We continued climbing, at some points moving 50 steps forward and stopping, as we got closer to 12,000 ft. The trail is in great shape and is easy to follow (again, it’s still helpful to have a map and gps and know where you’re going). As soon as we turned onto the Fall Creek Trail (Ridge Stock Driveway heads further south; we turned west) we could see the saddle we were headed for. We took off across the meadow, gaping at the views, for what seemed like forever. There was no reason to complain, the trail was easy to follow, it wasn’t too steep, and the views were just incredible. The air was getting thin, however, so we did have to stop a lot. What we should have been doing was eating…
**A side note: Camp before the summit. Hike in to right below, near the old shack, and camp down there. There is NO good camping on Fall Creek from the junction with Little Cimarron until you’re within 3 miles of the end of your trip. If you wait, you’ll end up with an 8.5 mile trip and some questionable tent sites…think sliding to the bottom of your tent…digging rocks out of the ground…
We continued on past the summit, heading down to what we thought would be a perfect and soon-to-be-reached campsite. The trail is downhill and covered with rocks. It’s pretty slow going just because you have to weave around so many loose rocky spots. We did stop for some snacks, but we pushed ourselves far too hard. This was mostly out of necessity as we couldn’t find a spot to camp! Everything was either boggy or uneven or rock infested. We finally did find what turned out to be a great little knoll. It worked for us because we have a small tent and were desperate. After being held captive in our tent for an hour by mosquitoes we were able to come out and enjoy a nice meal of chili mac and camp margaritas before turning in. This campsite is about 1/2 a mile after you cross Fall Creek down in the valley for the first time. If you can hold out for another mile or so, until the next creek crossing, there are great meadows for camping.

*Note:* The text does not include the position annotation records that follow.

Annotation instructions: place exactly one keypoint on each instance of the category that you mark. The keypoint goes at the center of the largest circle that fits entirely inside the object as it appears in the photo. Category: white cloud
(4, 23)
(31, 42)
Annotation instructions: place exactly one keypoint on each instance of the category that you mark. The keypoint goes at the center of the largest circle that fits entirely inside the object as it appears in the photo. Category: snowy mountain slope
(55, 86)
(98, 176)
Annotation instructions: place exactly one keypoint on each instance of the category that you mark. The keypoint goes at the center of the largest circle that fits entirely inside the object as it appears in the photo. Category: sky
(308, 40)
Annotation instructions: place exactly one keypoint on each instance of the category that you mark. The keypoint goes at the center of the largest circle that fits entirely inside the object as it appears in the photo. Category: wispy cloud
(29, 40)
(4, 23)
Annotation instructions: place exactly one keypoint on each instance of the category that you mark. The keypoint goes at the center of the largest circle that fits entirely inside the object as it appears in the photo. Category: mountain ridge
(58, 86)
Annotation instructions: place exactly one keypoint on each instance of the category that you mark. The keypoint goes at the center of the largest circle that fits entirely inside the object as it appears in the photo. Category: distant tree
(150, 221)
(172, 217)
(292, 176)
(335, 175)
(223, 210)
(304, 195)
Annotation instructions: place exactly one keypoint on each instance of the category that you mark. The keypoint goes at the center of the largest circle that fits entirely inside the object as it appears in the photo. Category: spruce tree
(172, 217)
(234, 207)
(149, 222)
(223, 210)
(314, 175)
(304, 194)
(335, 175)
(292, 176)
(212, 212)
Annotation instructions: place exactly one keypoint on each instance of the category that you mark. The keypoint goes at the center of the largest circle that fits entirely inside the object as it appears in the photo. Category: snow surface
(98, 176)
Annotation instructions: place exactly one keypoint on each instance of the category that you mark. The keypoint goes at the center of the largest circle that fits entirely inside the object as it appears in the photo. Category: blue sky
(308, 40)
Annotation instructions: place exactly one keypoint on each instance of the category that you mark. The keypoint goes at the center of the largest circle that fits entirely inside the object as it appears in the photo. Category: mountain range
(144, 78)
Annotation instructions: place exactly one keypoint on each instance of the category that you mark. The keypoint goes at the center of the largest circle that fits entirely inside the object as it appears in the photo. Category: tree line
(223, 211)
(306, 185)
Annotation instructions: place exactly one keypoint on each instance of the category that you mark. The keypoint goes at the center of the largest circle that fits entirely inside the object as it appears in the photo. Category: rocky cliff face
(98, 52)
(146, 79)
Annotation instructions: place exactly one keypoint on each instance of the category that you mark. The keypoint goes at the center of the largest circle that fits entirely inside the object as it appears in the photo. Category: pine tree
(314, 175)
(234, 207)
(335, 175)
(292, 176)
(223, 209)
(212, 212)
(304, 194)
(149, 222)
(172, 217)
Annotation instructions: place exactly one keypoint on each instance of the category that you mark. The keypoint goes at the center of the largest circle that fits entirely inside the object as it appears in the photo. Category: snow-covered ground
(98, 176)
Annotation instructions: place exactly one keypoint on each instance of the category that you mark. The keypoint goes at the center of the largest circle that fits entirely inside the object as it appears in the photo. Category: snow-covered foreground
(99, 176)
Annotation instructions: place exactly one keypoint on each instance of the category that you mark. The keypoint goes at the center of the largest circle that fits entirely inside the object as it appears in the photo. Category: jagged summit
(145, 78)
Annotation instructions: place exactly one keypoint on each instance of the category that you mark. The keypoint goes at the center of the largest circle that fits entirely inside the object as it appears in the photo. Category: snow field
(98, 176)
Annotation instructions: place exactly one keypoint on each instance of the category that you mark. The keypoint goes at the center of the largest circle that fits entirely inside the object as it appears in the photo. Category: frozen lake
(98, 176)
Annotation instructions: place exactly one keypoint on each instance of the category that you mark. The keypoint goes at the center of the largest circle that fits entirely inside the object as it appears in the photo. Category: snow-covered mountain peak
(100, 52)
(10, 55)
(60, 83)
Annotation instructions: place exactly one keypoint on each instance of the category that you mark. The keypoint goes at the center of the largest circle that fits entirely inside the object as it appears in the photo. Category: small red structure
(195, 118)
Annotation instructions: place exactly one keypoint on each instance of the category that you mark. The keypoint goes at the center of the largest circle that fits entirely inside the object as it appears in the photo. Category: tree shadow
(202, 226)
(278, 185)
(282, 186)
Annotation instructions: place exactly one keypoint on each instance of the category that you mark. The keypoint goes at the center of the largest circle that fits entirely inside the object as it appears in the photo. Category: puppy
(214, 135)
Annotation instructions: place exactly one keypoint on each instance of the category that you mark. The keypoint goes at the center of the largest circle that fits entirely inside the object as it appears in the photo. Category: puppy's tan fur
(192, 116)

Day #4 was the most beautiful day of all. There were no clouds in the sky and it was too cold for the mosquitoes to be up when we were. At 11,200 ft there were ice crystals in our water at 7 a.m. Still, it was a lovely morning perched on our tiny knoll. We weren’t hungry, but we knew we needed to eat, so we ate sesame snaps, a pay day, and cheese. We had gone 50 hours without seeing another soul, but we knew that was all ending soon. We packed up and headed out.
The Fall Creek Trail is great for hiking from this point forward. It’s easy to follow, and the views are great. There are some rocky sections with “baby head” rocks to watch for, but it’s relatively easy hiking. We enjoyed seeing others along the trail and talked about our newest strategies for our next trip…
* Stop every hour to take OFF the pack, rest, and eat. This will keep you from getting completely hammered. It’s better to stop often than to get completely “destination focused” and forget to eat.
* Remember that everything isn’t going to go like you think–especially on new trails.
* Falls Creek is not the best trail for camping…a better plan for next time would be: Hike Failes to Big Blue and camp right at the wilderness boundary. Hike up about 7 or 8 miles towards the summit/ridgeline at junction of Big Blue and Fall Creek. Day 3 will be up and over and about 4 miles down Fall Creek past the Little Cimarron Junction…then you have a short hike out on the last day.
* We need another Ursack. Right now we have 1 Ursack (bear proof) and 1 dry bag that we hang with odor-proof bags inside it. We think 2 Ursacks would be better.
So we survived! I only cut myself once, ran into 1 tree limb, came back with 1 horrible pinky-toe blister. It was a great adventure and I’m sure by next year we’ll be looking for another one.